Pour les Israéliens, ce qui ne marche pas avec la force marche avec encore plus de force. Si cela n’a pas réussi avec les massacres et les boucheries, il faut plus de massacres et plus de boucheries. Voilà ce qui se prépare, pour pousser la totalité de la population vers le sud. Ensuite, elle sera peut-être embarquée par bateau vers d’autres pays. On a récemment entendu dire que les États-Unis négociaient avec la Libye pour lui envoyer un million de Palestiniens de Gaza, et avec d’autres États pour qu’ils reçoivent des dizaines de milliers de Gazaouis. Ainsi, le problème de Gaza sera réglé. On dira à ces gens qui sont enfermés dans une petite cage, torturés, bombardés, affamés vingt-quatre heures sur vingt-quatre : « Si vous voulez partir, c’est possible. On ne vous force pas. » Qui peut dire que ce scénario ne se réalisera pas ? Même si on voit que Trump tourne un peu le dos à Nétanyahou et le pousse à accepter un cessez-le-feu, ainsi qu’à faire entrer de l’aide humanitaire. Jusqu’à présent, le nombre de camions d’aide annoncé est ridiculement insuffisant par rapport aux besoins de la population. D’après les Nations unies, Gaza a besoin de 500 à 600 camions par jour, rien que pour l’aide d’urgence.
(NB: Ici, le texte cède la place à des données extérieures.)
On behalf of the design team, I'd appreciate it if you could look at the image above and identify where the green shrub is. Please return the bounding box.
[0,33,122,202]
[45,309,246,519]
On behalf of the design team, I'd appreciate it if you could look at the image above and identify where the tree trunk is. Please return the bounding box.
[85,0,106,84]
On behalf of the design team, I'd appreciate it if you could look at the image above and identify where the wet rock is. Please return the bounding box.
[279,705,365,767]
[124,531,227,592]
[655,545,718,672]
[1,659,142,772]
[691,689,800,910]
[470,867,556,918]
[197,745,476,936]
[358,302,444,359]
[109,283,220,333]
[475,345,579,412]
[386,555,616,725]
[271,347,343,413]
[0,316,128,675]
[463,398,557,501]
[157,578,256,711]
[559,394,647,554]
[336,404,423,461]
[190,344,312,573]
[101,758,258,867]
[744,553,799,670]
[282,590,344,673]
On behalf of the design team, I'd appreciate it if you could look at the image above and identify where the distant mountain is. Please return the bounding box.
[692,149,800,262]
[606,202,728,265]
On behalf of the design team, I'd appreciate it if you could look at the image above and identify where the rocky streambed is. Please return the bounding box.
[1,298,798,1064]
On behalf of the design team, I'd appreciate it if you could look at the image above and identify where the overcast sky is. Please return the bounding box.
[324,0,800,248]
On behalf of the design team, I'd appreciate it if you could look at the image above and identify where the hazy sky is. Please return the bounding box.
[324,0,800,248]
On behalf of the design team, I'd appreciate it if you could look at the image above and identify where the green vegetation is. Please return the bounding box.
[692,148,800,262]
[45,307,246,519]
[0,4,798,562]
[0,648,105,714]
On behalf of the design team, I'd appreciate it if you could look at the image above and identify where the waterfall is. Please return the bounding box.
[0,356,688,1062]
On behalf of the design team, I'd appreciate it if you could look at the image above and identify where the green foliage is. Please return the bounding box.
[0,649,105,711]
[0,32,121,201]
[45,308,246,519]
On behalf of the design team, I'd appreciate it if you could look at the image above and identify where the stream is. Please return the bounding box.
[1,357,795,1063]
Parmi les changements de position en Occident, il y a aussi les déclarations de la France, du Canada et du Royaume-Uni, annonçant qu’ils vont prendre des mesures contre Israël. Ce n’est jamais trop tard. Ils se contentent toujours de dire que c’est « une honte », mais ils ne ferment plus les yeux, c’est un début. Je crois que même s’ils ne prononcent pas le mot, ils ont compris que nous vivons un génocide.

Ils savent de quoi cette armée est capable

Même si elles sont insuffisantes, ces mesures montrent que s’ils le veulent, les pays européens peuvent agir sur la question palestinienne, et faire quelque chose pour l’arrêt de la guerre à Gaza. La population de Gaza est sur-épuisée, moralement et physiquement, à cause de la famine, des bombardements constants et des déplacements d’un endroit à un autre, sans qu’on en voie la fin. Récemment, des tracts sont encore tombés du ciel pour désigner des zones à évacuer. Mon quartier de Gaza ville, Rimal sud, en fait partie. Les habitants ont décidé de rester. Moi aussi. Hier, il y a eu aussi l’ordre d’évacuation de toute la ville de Khan Younès. On parle d’environ 450 000 habitants ! Auxquels il faut ajouter les quelque 250 000 habitants de Rafah qui ont pris refuge à Khan Younès…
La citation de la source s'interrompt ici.